本書ではまず面白いものとは何かということを討論しだすのだけれど、人それぞれが面白いと考えているものをどのようにゲームとして組み立てるのかというところまではなかなか導き出すのは難しい。

結局のところ、それは分からないというのが答えなのかなと思う。面白いゲームとは何かという問いは、面白い小説とは何か、面白い映画とは何か、という問いのようなもの。しかし、小説とか映画といった芸術表現については既に色々な作家や批評家がそれなりの歴史の中でそのような問いを語っているし、論じている。

ゲームという表現はまだ十分には語られていない世界である。だから、面白いゲームとは何かという問いは、自分で作りながら探すしかないのではないか。本書を読みながらそんなふうに考えていた。
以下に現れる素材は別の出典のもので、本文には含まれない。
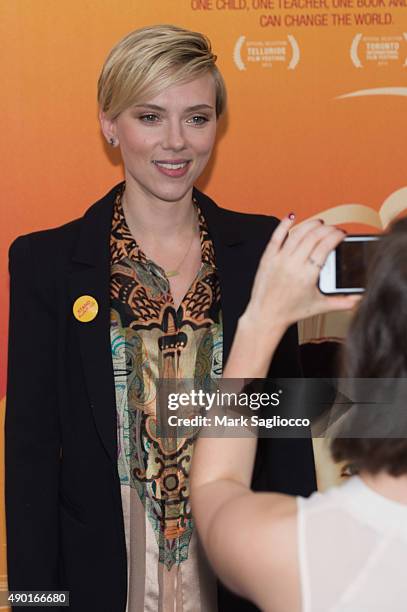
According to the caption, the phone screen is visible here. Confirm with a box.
[336,240,380,289]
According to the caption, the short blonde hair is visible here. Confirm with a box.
[97,24,226,119]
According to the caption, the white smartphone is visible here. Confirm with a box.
[318,235,381,294]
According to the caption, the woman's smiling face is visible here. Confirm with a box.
[100,73,217,203]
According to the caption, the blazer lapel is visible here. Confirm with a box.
[214,241,256,364]
[194,189,272,364]
[69,185,121,464]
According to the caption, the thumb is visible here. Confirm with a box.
[318,294,362,315]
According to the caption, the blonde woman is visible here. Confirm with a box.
[6,25,355,612]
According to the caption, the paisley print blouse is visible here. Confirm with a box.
[110,185,223,612]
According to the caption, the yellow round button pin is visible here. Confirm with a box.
[73,295,99,323]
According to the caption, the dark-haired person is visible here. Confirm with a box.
[191,217,407,612]
[5,24,357,612]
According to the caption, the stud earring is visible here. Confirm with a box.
[109,138,117,146]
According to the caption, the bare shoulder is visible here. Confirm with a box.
[208,492,300,612]
[250,494,300,612]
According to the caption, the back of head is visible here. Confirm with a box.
[332,216,407,475]
[97,24,226,119]
[343,217,407,379]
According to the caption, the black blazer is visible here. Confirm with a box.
[6,183,316,611]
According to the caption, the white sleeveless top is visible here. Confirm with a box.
[297,476,407,612]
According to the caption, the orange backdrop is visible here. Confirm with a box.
[1,0,406,597]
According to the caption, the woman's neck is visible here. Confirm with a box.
[123,178,196,242]
[360,471,407,505]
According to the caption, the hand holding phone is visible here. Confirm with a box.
[242,217,361,336]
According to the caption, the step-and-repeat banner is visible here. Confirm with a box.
[1,0,406,596]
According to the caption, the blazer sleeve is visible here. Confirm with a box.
[5,235,61,590]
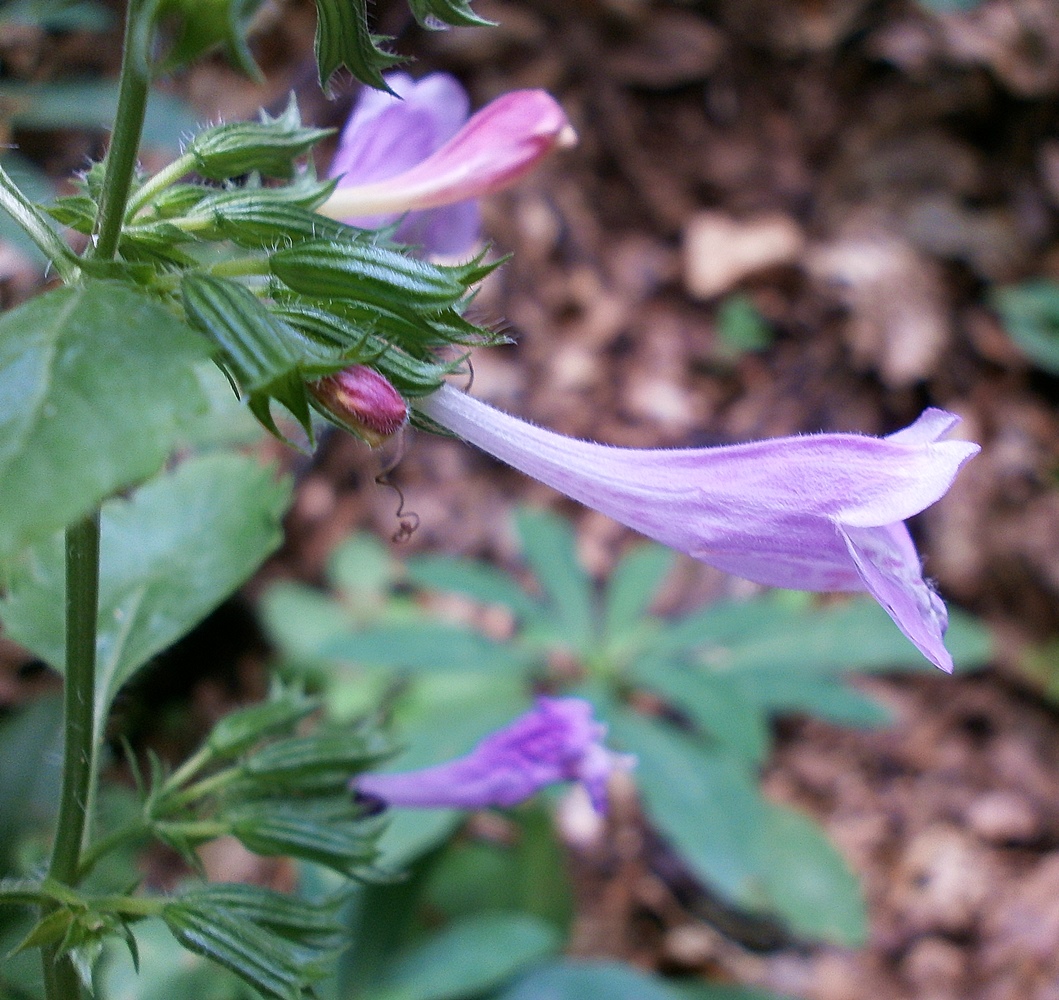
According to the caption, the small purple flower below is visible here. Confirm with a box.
[353,697,633,814]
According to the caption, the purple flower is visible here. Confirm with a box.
[418,385,980,673]
[354,697,632,814]
[321,72,575,256]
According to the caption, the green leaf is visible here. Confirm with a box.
[676,985,793,1000]
[629,661,771,764]
[260,581,359,664]
[405,553,546,622]
[425,805,573,930]
[178,884,344,947]
[312,0,401,91]
[515,508,596,654]
[319,622,534,676]
[145,0,266,77]
[497,960,687,1000]
[991,280,1059,375]
[609,710,866,943]
[0,0,114,30]
[242,728,391,792]
[0,152,52,266]
[197,201,356,249]
[1,455,290,748]
[606,710,766,905]
[915,0,981,11]
[602,544,675,644]
[0,282,212,555]
[731,674,892,728]
[0,696,63,872]
[750,804,867,947]
[716,294,773,355]
[327,532,397,607]
[207,690,319,758]
[368,913,560,1000]
[663,594,988,676]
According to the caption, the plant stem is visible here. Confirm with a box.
[92,0,150,260]
[41,5,148,988]
[125,152,197,220]
[0,165,79,282]
[41,513,100,1000]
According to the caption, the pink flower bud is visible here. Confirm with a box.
[309,366,408,446]
[320,87,576,229]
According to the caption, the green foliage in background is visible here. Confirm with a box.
[262,510,991,999]
[992,280,1059,376]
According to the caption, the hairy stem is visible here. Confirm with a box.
[41,513,100,999]
[125,152,197,220]
[0,165,79,281]
[92,0,150,260]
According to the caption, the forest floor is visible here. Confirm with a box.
[6,1,1059,997]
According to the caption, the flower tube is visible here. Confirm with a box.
[418,385,979,673]
[320,73,575,254]
[353,697,632,814]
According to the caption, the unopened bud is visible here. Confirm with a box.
[309,366,408,446]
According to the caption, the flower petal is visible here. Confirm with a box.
[326,72,480,253]
[841,522,953,672]
[353,697,630,813]
[417,384,979,670]
[320,90,575,222]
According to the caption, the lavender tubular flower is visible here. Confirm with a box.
[418,385,979,673]
[320,72,575,256]
[354,697,632,814]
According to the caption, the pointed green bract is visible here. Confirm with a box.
[407,0,492,27]
[187,98,333,181]
[0,282,212,556]
[313,0,401,91]
[181,273,345,437]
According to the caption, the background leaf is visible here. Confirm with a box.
[0,282,212,555]
[497,960,734,1000]
[515,508,596,654]
[602,544,675,645]
[749,804,867,947]
[405,553,543,622]
[1,454,290,745]
[606,710,766,905]
[366,912,560,1000]
[0,81,199,152]
[0,695,63,874]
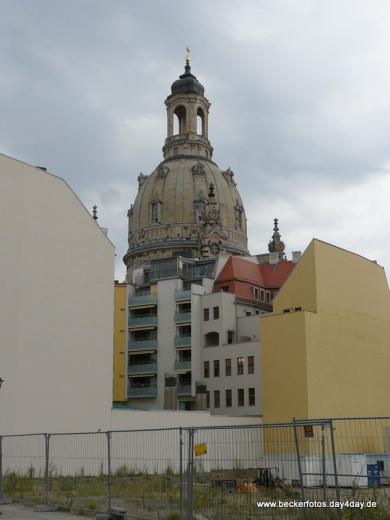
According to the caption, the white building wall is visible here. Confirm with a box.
[0,154,114,435]
[201,292,236,345]
[202,340,261,416]
[237,315,260,341]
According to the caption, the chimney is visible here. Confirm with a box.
[292,251,302,263]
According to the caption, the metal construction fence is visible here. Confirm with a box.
[1,417,390,519]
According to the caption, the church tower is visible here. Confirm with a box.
[124,54,249,280]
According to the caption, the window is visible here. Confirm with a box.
[150,201,161,225]
[253,287,260,300]
[245,311,251,316]
[214,390,220,408]
[260,289,265,301]
[225,358,231,376]
[227,331,234,344]
[174,105,186,134]
[203,308,209,321]
[248,356,254,374]
[238,388,244,407]
[221,286,229,292]
[195,200,207,222]
[197,107,205,136]
[214,360,220,377]
[204,331,219,347]
[206,391,210,409]
[204,361,210,378]
[237,356,244,375]
[213,306,220,319]
[248,388,255,406]
[225,389,232,408]
[235,206,244,230]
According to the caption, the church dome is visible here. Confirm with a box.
[124,58,248,278]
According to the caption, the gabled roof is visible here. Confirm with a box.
[214,256,295,289]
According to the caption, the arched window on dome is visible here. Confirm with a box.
[150,201,161,225]
[197,107,205,136]
[194,199,207,223]
[235,205,244,231]
[173,105,186,135]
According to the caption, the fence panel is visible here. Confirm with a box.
[48,432,108,515]
[1,434,46,505]
[5,418,390,518]
[110,427,183,519]
[186,421,335,520]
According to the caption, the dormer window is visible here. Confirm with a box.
[195,199,207,222]
[235,203,244,230]
[150,201,161,225]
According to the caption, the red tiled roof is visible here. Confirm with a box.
[214,256,295,290]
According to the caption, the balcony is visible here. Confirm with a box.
[128,362,157,374]
[177,385,192,396]
[128,316,157,328]
[175,336,191,347]
[175,360,191,371]
[128,294,157,307]
[128,339,157,351]
[175,312,191,323]
[128,386,157,398]
[175,290,191,302]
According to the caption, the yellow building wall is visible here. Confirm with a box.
[261,240,390,453]
[113,283,127,403]
[273,241,318,314]
[261,311,309,424]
敵を倒し経験値を手に入れレベルを上げる。ゲームの中のレベルというのは単にデータ・数値でしかない。そのレベルを上げるための反復運動の動機付けに壮大な勇者の物語を作りゲームを続けさせるというのがゲームという芸術表現の為せる技なのだと思う。これが小説とか映画とかの芸術表現と違うところで、単純な動作の積み重ねを感動的な物語にすり替えることがゲーム表現の最大の目標とも言えるのではないだろうか。

じゃあ、ゲームというのはそんな錯覚を見せているだけなのだろうか。もしくは、現実の模倣なのだろうか。我々の現実の生活も1つ1つを見れば、普通は地味な行動の積み重ねだったりする。朝決まった時間に起きて、朝食を食べて、顔を洗い、歯を磨き、学校に行ったり、会社に行ったりする。そんな日常を毎日毎日続けているわけである。

ゲームは単にそれを真似ているだけとも言える。現実の場合、つまらない日常を続けていても感動的な物語なんてものは、滅多に存在しないが、ゲームの中ではつまらないと思える行動でさえ諦めずに反復した結果、夢が実現する瞬間があるわけである。我々がゲームに求めるもの、ゲームに期待するものというのは、実は日常の中で求めているものであり、その夢を代わりに実現させることなのかもしれない。

元々、僕はゲームをするというのがあまり得意ではない。なぜなのか考えることがあったのだけど、その理由の一つとしてゲームの中でわざわざ日常的な行為を追体験しているような気分になるのが嫌だったのかもしれない。